Joseph Jose Banks, 37, was taken into custody without incident late on Thursday night in an apartment complex on the city's north side, said FBI spokeswoman Joan Hyde.

Banks appeared subdued during his brief appearance before U.S. Magistrate Judge Sidney Schenkier on Friday. Banks was shackled at the hands and legs and dressed in an orange jump suit like the one he was wearing when he staged the daring escape with his cell mate early Tuesday morning.

He is charged with escape from federal custody.

Banks waived his right to a detention hearing. He will be put in solitary confinement at the Metropolitan Correctional Center from which he escaped, according to Beau Brindley, Banks' attorney.

Banks and his cell mate, Kenneth Conley, escaped from the MCC early on Tuesday morning.

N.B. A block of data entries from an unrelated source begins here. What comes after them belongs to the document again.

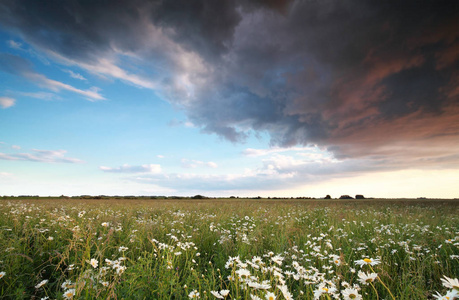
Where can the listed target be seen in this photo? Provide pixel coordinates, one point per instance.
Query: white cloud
(75, 75)
(91, 94)
(262, 152)
(6, 102)
(149, 168)
(41, 95)
(191, 164)
(47, 156)
(15, 45)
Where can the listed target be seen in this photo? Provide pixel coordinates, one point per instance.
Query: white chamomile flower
(368, 261)
(366, 278)
(42, 283)
(351, 294)
(68, 294)
(94, 263)
(450, 283)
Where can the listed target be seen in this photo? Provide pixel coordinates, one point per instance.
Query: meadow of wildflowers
(229, 249)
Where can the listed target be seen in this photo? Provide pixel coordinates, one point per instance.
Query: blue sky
(239, 99)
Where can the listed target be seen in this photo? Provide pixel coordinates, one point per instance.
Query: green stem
(384, 285)
(377, 296)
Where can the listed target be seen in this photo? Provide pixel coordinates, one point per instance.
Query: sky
(229, 98)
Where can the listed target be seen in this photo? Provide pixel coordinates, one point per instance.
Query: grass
(178, 249)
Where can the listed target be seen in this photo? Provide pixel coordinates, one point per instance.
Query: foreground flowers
(368, 261)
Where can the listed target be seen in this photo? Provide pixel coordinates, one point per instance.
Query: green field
(228, 249)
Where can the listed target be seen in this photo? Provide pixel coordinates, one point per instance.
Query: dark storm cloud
(358, 77)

The pair apparently broke a window in the cell they shared, squeezed through the opening and lowered themselves nearly 20 stories to the street, authorities said.

They made their rope from bed sheets and dental floss, according to local media reports.

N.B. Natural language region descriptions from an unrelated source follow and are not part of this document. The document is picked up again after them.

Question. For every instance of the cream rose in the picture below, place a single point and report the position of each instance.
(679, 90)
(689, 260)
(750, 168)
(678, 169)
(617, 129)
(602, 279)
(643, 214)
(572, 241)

The FBI said that, based on videotape evidence, agents believe the pair hailed a taxi a few blocks from the jail after making their escape.

Banks was convicted of armed robbery this month, and Conley pleaded guilty to bank robbery in October. Both men were set to be sentenced early next year.

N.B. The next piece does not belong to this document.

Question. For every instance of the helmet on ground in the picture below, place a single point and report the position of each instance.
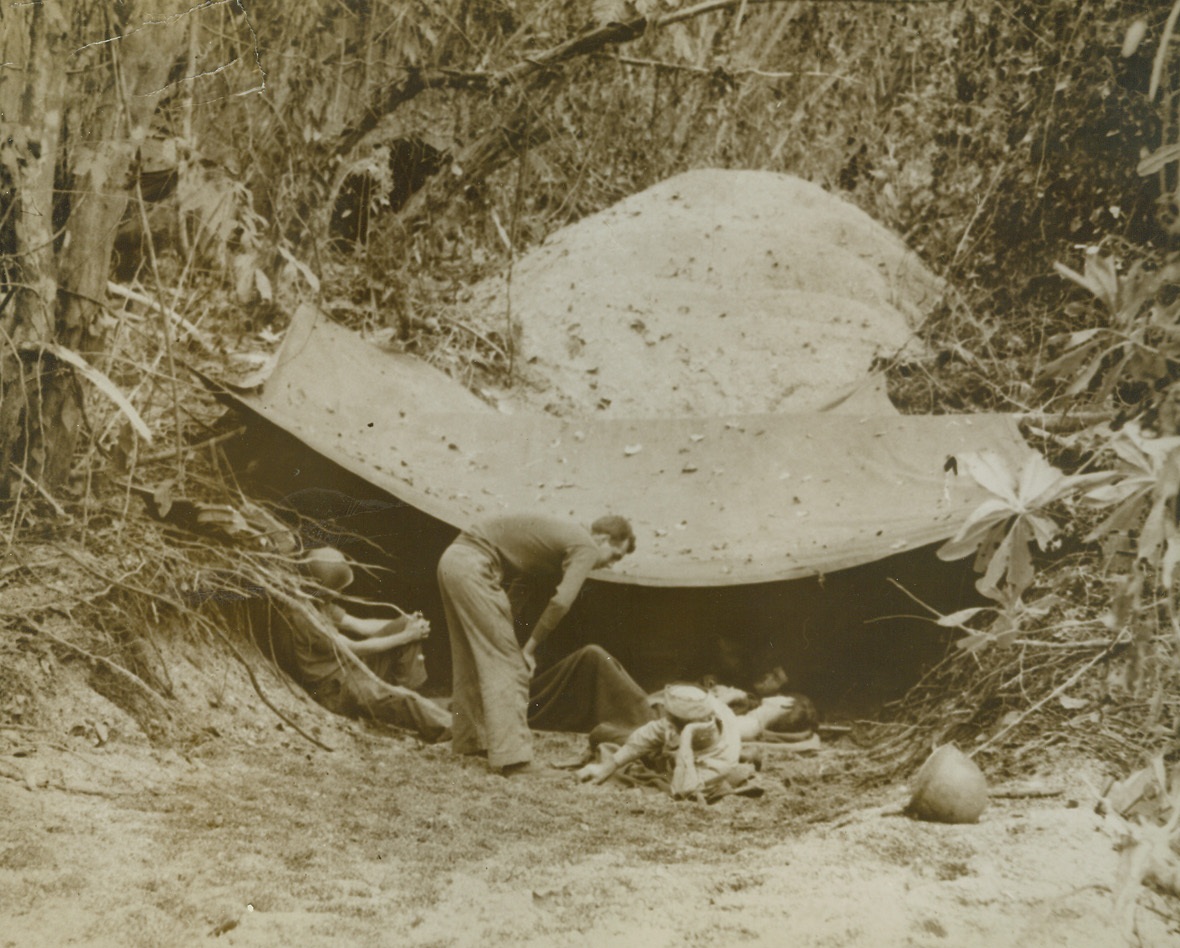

According to a federal affidavit, Banks and Conley were present during a physical head count at the jail at 10 p.m. Monday.

But jail employees arriving for work Tuesday morning saw what appeared to be a rope hanging from a window on the south side of the building. When a physical head count was conducted inside the facility, neither Banks nor Conley was present.

Conley is considered armed and dangerous, the FBI said.

Escape carries a maximum penalty of five years in prison and a $250,000 fine.